Baker and his son Percy both went to the polls with their shot-guns in their hands, as they cast the only two votes for the Louisiana Constitution of 1868 in Bossier Parish. The Bossier Banner newspaper published an article noting that “only two white men in Bossier parish voted for the mongrel Constitution!...Who are the men of nerve among you?...Who are the two greatest skunks in Bossier!” At the time, Percy was a state representative from the parish, but this position offered him no protection. Both father and son report that election fraud was rampant in the 1872 election, and “wholesale intimidation was practiced throughout the parish. Terrible threats were made to revive the fearful election massacre of four years ago [a reference to the Bossier Riots], at which several hundred colored men were killed…A body of Ku-Klux, commissioned as constables, did the work.” Lambert writes to republican politician Stephen B. Packard that armed guards in Bossier Parish are well-known as members of the KKK, and claim not to be White-Leaguers, preferring to call themselves ‘Governor McEnery’s militia’.

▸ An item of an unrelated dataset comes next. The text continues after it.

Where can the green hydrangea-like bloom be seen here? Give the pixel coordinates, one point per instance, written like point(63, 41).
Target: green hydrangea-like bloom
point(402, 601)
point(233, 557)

In September of 1874, Baker wrote to Packard again and described a threat leveled against him by a White League committee. Baker was told to cease to act as parish judge and United States commissioner and ordered not to make any report of this threat under any circumstances. He was told that disobedience would result in his inability to leave the state and that he “could not live here twenty-four hours.” Baker told Packard that armed White Leaguers held the courthouse and had all elected officials under surveillance. The scope of the situation is not readily available as “outrages are daily committed but not reported by the papers. Anarchy prevails.” The newspaper that fails to report these outrages must be The Bossier Banner.

There is evidence that Baker’s political ideals made even small matters difficult within the parish. In 1875, he applied with the Police Jury to change the Bellevue and Fillmore road in front of his residence. The jurors rejected his application on the grounds that it would lengthen the road. Sheriff W.H. Hill, the same man who failed to intervene during the attack on Percy, submitted the report and reason for rejection.


Baker and his family continued to live in Bossier Parish. Lambert Baker died in 1902 and is buried in the Bellevue Cemetery.